喻及“日用讲求功夫,只是各依自家良知所及,自去其障,扩充以尽其本体,不可迁就气习以趋时好。”幸甚幸甚!果如是,方是致知格物,方是明善诚身。果如是,德安得而不日新!业安得而不富有!谓“每日自检,未有终日浑成片段”者,亦只是致知工夫间断。夫仁,亦在乎熟之而已。又云:“以此磨勘先辈文字同异,工夫不合,常生疑虑。”又何为其然哉?区区所论致知二字,乃是孔门正法眼藏,于此见得真的,直是建诸天地而不悖,质诸鬼神而无疑,考诸三王而不谬,百世以俟圣人而不惑!知此者,方谓之知道;得此者,方谓之有德。异此而学,即谓之异端;离此而说,即谓之邪说;迷此而行,即谓之冥行。虽千魔万怪,眩瞀变幻于前,自当触之而碎,迎之而解,如太阳一出,而鬼魅魍魉自无所逃其形矣。尚何疑虑之有,而何异同之足惑乎!所谓“此学如立在空中,四面皆无倚靠,万事不容染着,色色信他本来,不容一毫增减。若涉些安排,着些意思,便不是合一功夫”,虽言句时有未莹,亦是仕鸣见得处,足可喜矣。但须切实用力,始不落空。若只如此说,未免亦是议拟仿象,已后只做得一个弄精魄的汉,虽与近世格物者症候稍有不同,其为病痛,一而已矣。诗文之习,儒者虽亦不废,孔子所谓“有德者必有言”也。若着意安排组织,未有不起于胜心者,先辈号为有志斯道,而亦复如是,亦只是习心未除耳。

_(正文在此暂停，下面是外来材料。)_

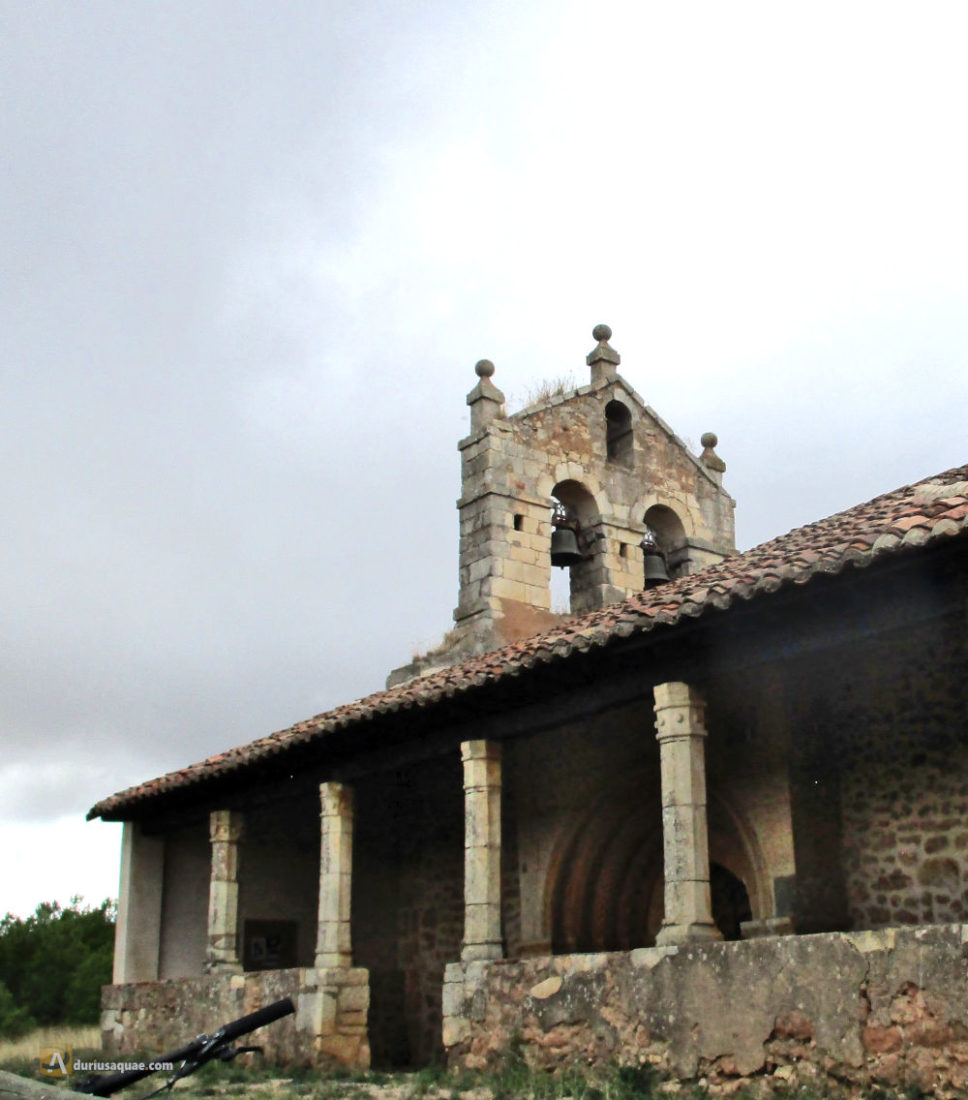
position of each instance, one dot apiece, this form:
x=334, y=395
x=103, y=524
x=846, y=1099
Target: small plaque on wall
x=270, y=945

仕鸣既知致知之说,此等处自当一勘而破,瞒他些子不得也。
○二(癸未)
别后极想念,向得尚谦书,知仕鸣功夫日有所进,殊慰所期。大抵吾党既知学问头脑,已不虑无下手处,只恐客气为患,不肯实致其良知耳。后进中如柯生辈,亦颇有力量可进,只是客气为害亦不小。行时尝与痛说一番,不知近来果能克去否?书至,来相见,出此共勉之。前辈之于后进,无不欲其入于善,则其规切砥励之间,亦容有直情过当者,却恐后学未易承当得起。既不我德,反以我为仇者,有矣,往往无益而有损。故莫若且就其力量之所可及者诱掖奖劝之。往时亦尝与仕鸣论及此,想能不忘也。
○三(癸未)
前者是备录区区之语,或未尽区区之心,此册乃直述仕鸣所得,反不失区区之见,可见学贵乎自得也。古人谓“得意忘言”,学苟自得,何以言为乎?若欲有所记札以为日后印证之资,则直以己意之所得者书之而已,不必一一拘其言辞,反有所不达也。中间词语,时有未莹,病中不暇细为点检。